夕方になると町に戻り、狩猟局の建物にコボルドの首を持っていく。
その日は四つだった。
革の袋に入れてある首を取り出して、台の上に載せる。
そこに立っている係が首を確かめ、「四万リントです」と言った。
一体一万リント。僕のように武器を扱うのが上手になってきた者にはいい商売だ。
係は首を自分の革袋に入れ、奥の部屋に持っていった。
係は言った。
「アステルさんはもう五十体くらいのコボルドを倒しているから、ライセンスを持った方がいいですね」
「いいんですか?」
「コボルドを五十体程度倒すことがハンターライセンスをもらえる目安なんです」
「そうですか。
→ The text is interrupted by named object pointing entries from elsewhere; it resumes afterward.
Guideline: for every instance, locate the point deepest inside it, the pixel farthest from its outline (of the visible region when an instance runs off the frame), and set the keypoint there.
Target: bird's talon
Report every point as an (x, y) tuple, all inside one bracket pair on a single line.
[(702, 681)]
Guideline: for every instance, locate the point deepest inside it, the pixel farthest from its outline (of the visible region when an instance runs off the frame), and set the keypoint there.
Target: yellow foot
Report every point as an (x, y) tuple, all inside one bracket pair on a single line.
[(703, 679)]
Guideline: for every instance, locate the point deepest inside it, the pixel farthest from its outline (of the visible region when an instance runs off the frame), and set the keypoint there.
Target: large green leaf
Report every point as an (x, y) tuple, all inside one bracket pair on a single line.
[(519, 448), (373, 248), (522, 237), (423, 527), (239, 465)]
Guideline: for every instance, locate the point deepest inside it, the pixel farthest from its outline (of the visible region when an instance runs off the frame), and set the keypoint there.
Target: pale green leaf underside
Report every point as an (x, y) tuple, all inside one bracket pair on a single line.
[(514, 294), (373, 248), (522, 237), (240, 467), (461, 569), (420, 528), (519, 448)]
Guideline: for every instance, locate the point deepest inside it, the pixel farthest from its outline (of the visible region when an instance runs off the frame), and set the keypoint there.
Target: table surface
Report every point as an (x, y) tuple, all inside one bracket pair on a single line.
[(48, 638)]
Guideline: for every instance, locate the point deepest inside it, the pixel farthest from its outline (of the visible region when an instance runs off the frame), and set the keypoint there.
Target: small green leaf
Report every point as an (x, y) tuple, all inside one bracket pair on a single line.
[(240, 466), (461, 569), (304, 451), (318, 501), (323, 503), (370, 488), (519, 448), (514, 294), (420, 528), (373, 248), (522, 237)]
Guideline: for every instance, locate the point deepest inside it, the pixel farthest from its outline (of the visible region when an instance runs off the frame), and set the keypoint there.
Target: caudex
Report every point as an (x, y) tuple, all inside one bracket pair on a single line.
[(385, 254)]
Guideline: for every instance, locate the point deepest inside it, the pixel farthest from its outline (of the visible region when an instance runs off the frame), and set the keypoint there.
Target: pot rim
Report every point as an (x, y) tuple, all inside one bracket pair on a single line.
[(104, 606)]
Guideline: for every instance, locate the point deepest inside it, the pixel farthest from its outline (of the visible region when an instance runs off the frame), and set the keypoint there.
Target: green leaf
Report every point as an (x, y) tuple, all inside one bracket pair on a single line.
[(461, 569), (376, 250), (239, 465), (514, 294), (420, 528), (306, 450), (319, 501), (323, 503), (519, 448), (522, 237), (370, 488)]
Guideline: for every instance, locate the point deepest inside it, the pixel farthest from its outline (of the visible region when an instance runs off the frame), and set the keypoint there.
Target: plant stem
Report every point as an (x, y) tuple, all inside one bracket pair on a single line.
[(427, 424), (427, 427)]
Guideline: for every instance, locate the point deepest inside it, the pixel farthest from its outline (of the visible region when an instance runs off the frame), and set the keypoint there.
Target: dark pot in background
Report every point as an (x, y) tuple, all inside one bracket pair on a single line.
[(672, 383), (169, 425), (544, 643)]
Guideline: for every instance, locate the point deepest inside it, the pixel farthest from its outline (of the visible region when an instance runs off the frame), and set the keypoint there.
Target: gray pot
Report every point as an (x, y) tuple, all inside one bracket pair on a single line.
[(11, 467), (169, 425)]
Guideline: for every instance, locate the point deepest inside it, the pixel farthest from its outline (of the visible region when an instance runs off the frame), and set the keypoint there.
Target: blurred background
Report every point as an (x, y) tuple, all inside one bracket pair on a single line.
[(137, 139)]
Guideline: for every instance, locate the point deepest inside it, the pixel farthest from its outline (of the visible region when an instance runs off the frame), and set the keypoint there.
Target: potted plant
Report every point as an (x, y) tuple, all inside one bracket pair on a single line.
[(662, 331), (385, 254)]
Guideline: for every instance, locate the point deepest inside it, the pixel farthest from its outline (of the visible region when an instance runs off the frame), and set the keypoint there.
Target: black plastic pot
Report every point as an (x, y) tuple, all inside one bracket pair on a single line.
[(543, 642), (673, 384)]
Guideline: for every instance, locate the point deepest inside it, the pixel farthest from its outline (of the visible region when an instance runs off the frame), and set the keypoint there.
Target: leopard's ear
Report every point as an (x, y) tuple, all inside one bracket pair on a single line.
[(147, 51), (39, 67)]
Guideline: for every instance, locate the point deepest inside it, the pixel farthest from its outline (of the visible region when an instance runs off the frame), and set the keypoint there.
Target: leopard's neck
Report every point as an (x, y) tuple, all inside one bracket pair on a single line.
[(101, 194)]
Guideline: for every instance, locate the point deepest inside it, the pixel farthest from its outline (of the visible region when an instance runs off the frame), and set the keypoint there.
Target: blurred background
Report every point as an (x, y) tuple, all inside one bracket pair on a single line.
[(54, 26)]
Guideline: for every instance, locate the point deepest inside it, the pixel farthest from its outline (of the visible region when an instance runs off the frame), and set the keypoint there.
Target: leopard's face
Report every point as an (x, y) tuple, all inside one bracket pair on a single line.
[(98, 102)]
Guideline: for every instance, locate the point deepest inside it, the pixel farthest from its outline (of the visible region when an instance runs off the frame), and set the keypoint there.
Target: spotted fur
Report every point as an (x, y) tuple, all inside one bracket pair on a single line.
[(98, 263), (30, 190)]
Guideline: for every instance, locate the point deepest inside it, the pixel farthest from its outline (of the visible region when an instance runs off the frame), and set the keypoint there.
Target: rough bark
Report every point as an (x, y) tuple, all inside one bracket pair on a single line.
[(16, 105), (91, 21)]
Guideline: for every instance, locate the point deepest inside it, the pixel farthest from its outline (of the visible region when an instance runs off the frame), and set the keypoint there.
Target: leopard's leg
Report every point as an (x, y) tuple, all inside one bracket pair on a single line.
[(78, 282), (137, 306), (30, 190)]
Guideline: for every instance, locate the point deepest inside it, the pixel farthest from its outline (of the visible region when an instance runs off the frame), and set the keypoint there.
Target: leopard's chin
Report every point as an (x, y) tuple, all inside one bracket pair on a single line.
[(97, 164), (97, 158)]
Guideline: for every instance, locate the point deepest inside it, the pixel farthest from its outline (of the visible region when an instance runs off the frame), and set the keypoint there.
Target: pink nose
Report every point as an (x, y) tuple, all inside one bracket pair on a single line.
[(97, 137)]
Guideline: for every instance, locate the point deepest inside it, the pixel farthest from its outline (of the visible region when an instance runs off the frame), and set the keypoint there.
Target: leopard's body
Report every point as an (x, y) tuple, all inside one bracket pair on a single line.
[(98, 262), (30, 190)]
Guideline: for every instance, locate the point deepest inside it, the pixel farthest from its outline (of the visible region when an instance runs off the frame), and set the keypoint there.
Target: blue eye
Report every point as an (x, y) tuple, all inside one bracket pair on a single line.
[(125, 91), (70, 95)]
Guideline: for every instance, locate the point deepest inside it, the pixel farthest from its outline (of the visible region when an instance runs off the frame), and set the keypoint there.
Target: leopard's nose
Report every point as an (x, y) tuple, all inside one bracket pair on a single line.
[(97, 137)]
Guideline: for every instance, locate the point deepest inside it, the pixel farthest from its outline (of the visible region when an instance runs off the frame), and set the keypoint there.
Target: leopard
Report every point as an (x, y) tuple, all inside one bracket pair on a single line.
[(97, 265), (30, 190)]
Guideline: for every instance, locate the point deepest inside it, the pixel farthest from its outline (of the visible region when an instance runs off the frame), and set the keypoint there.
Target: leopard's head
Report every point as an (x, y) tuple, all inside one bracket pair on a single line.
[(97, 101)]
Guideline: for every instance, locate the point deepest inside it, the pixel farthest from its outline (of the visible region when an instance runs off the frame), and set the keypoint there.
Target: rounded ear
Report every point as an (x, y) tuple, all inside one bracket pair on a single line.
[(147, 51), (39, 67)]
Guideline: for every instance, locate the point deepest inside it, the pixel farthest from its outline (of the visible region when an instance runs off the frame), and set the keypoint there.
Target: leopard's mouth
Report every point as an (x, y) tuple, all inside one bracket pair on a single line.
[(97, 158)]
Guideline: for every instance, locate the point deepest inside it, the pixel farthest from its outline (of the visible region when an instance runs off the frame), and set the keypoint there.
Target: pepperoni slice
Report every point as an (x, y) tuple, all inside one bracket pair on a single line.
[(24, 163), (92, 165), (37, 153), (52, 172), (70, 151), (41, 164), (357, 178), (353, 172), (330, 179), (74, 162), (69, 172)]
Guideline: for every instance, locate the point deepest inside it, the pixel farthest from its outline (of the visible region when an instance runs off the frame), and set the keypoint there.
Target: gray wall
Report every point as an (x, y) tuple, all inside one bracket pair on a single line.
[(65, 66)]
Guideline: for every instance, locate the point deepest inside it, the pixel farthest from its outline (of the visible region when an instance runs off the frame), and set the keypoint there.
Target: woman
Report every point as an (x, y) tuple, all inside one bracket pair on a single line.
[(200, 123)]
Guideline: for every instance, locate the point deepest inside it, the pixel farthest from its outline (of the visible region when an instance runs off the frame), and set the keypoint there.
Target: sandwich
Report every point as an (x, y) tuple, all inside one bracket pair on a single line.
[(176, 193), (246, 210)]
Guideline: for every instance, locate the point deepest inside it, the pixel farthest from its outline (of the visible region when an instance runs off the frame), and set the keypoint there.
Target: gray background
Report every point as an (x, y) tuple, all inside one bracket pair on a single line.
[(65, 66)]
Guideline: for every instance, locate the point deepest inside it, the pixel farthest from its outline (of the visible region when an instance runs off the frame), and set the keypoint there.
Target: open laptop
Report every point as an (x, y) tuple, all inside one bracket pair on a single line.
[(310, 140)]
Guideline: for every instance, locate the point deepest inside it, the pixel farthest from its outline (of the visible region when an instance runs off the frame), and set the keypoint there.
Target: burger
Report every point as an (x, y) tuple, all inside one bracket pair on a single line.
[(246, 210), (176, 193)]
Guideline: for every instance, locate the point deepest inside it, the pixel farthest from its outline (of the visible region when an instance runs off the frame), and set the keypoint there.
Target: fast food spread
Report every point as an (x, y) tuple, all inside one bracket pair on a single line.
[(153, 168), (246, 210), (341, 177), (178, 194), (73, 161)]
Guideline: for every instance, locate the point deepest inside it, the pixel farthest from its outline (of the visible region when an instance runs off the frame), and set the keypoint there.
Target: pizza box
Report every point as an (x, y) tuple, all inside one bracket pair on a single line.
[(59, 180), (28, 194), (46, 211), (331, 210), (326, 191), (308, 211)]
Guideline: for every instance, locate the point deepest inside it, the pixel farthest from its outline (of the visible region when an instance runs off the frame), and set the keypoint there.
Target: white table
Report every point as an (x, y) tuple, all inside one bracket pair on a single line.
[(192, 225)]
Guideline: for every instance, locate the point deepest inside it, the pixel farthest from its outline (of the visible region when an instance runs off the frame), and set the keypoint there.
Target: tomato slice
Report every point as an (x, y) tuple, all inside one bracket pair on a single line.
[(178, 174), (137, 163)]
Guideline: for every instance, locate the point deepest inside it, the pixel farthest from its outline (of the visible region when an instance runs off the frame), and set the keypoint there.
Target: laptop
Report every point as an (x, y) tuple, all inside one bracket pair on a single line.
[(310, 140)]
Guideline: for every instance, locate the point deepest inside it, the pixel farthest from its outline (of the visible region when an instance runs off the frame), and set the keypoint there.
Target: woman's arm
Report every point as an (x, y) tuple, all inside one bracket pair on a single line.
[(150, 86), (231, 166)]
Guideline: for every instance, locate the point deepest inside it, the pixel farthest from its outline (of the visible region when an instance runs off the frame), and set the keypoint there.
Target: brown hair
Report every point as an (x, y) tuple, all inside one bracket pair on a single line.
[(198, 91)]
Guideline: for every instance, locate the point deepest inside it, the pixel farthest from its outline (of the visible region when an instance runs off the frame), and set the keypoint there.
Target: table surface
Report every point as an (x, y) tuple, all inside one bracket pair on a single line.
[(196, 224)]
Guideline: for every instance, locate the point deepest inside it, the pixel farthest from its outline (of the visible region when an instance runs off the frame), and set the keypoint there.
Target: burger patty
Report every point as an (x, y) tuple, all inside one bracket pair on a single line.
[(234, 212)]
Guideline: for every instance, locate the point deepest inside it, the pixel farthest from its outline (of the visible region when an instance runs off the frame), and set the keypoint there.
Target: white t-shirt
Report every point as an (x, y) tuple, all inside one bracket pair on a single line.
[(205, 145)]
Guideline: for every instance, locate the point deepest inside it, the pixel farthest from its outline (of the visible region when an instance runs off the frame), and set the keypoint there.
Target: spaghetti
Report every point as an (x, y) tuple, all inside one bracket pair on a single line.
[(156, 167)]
ではこちらのクライトは?」
係はクライトの方を見て言った。
「クライトさんはまだ狩りを始めて2日ですね。まだまだクライトさんはライセンスは持てませんね。……私はライセンス承認担当なんです。私の裁量によってライセンスが持てるかどうかが決まるんです」
クライトは言った。
「まだまだですか。じゃあ、これから狩りを頑張ります」
「戦闘技術が高まってきたようなら、認めて差し上げます」
係は受付の向こうに回り、金属の板に刻印をして、僕に渡してくれた。